Alarms
An alarm refers to the state of a probe, monitor, or change in a value over or under a given threshold. A simple example would be an alarm that sends an email when a disk is full or a web site is down. More sophisticated alarms are entirely programmatic and used to drive complex interactions such as auto-scaling or creating of entire server clusters.
Regardless of the use case though, an alarm indicates the current state of a metric. This state can be OK
, WARNING
, ALERT
, or NO DATA
, depending on the system in question.
Alarms reflect this state for a period of time and are built on top of a timeseries. As such, they are derived from a time series. This graph below shows two alarms: one with a warning threshold, and another that is indicative of average values across this timeseries. As the volume of traffic in this shows, the alarms for the warning threshold should be in a breach state when it dips below the defined value.
The purpose of an alarm can be either to trigger an action (either human or progammatic), or to be informational (that a threshold is breached). Alarms provide insight into performance of a metric.
Alert on things that are actionable
Alarm fatigue is when people get so many alerts that they have learned to ignore them. This is not an indication of a well-monitored system! Rather this is an anti-pattern.
Create alarms for things that are actionable, and you should always work from your objectives backwards.
For example, if you operate a web site that requires fast response times, create an alert to be delivered when your response times are exceeding a given threshold. And if you have identified that poor performance is tied to high CPU utilization then alert on this datapoint proactively before it becomes an issue.
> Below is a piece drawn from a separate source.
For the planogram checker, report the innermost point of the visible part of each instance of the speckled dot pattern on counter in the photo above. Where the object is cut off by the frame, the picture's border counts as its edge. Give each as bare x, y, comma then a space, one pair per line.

However, there may no need to alert on all CPU utilization everywhere in your environment if it does not endanger your outcomes.
If an alarm does not need alert you, or trigger an automated process, then there is no need to have it alert you. You should remove the notifications from alarms that are superfluous.
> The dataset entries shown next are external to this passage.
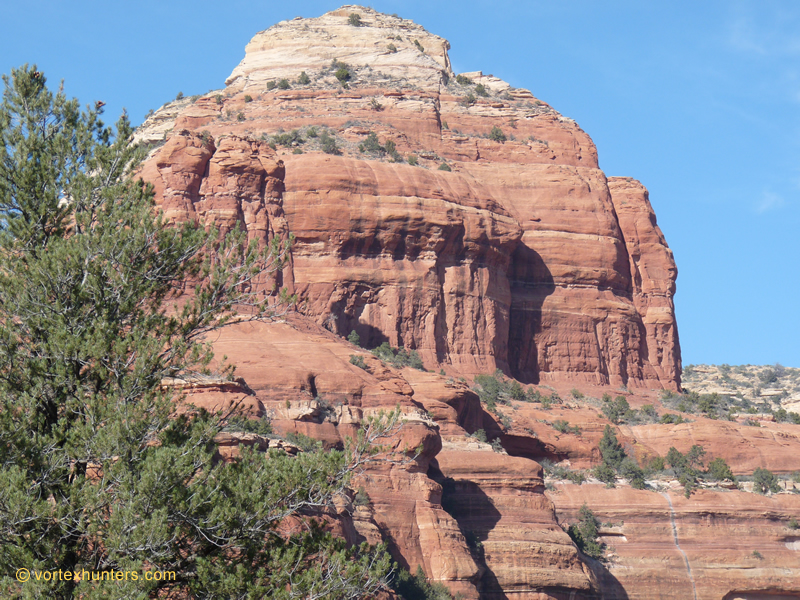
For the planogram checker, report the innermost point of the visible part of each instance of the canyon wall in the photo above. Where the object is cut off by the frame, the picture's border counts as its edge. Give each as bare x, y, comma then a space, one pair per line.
511, 250
484, 236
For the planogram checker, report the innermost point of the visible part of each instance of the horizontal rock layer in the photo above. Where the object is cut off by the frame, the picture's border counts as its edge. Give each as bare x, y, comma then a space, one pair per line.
523, 256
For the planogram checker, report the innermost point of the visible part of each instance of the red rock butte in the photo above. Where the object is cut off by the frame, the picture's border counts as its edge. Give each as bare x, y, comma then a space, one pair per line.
518, 254
465, 219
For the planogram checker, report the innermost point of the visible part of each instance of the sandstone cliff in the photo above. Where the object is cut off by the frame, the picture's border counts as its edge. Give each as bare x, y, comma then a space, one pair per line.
522, 255
486, 238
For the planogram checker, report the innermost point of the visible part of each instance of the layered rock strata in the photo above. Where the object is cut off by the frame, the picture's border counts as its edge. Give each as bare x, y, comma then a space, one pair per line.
520, 256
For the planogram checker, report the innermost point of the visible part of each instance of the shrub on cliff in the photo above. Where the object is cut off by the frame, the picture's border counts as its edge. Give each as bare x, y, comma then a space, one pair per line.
399, 357
718, 470
328, 144
97, 471
764, 481
417, 587
586, 533
497, 134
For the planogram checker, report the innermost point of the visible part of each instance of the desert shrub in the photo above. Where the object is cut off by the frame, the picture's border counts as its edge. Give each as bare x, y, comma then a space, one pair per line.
654, 465
497, 134
290, 138
563, 426
686, 467
618, 410
719, 470
343, 75
764, 481
496, 389
372, 145
391, 150
605, 473
417, 587
610, 448
632, 472
586, 533
303, 442
669, 419
479, 435
262, 426
361, 498
328, 144
358, 360
398, 357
Beware of the "everything is OK alarm"
Likewise, a common pattern is the "everything is OK" alarm, when operators are so used to getting constant alerts that they only notice when things suddenly go silent! This is a very dangerous mode to operate in, and a pattern that works against operational excellence.
The "everything is OK alarm" usually requries a human to interpret it! This makes patterns like self-healing applications impossible.1
Fight alarm fatigue with aggregation
Observability is a human problem, not a technology problem. And as such, your alarm strategy should focus on reducing alarms rather than creating more. As you implement telemetry collection, it is natural to have more alerts from your environment. Be cautious though to only alert on things that are actionable. If the condition that caused the alert is not actionable then there is no need to report on it.
This is best shown by example: if you have five web servers that use a single database for their backend, what happens to your web servers if the database is down? The answer for many people is that they get at least six alerts - five for the web servers and one for the database!
But there are only two alerts that make sense to deliver:
- The web site is down, and
- The database is the cause
Distilling your alerts into aggregates makes it easier for people to understand, and then easier to create runbooks and automation for.
Use your existing ITSM and support processes
Regardless of your monitoring and observability platform, they must integrate into your current toolchain.
Create trouble tickets and issues using a programmatic integration from your alerts into these tools, removing human effort and streamlining processes along the way.
This allows you to derive important operatonal data such as DORA metrics.
Footnotes
-
See https://aws.amazon.com/blogs/apn/building-self-healing-infrastructure-as-code-with-dynatrace-aws-lambda-and-aws-service-catalog/ for more about this pattern. ↩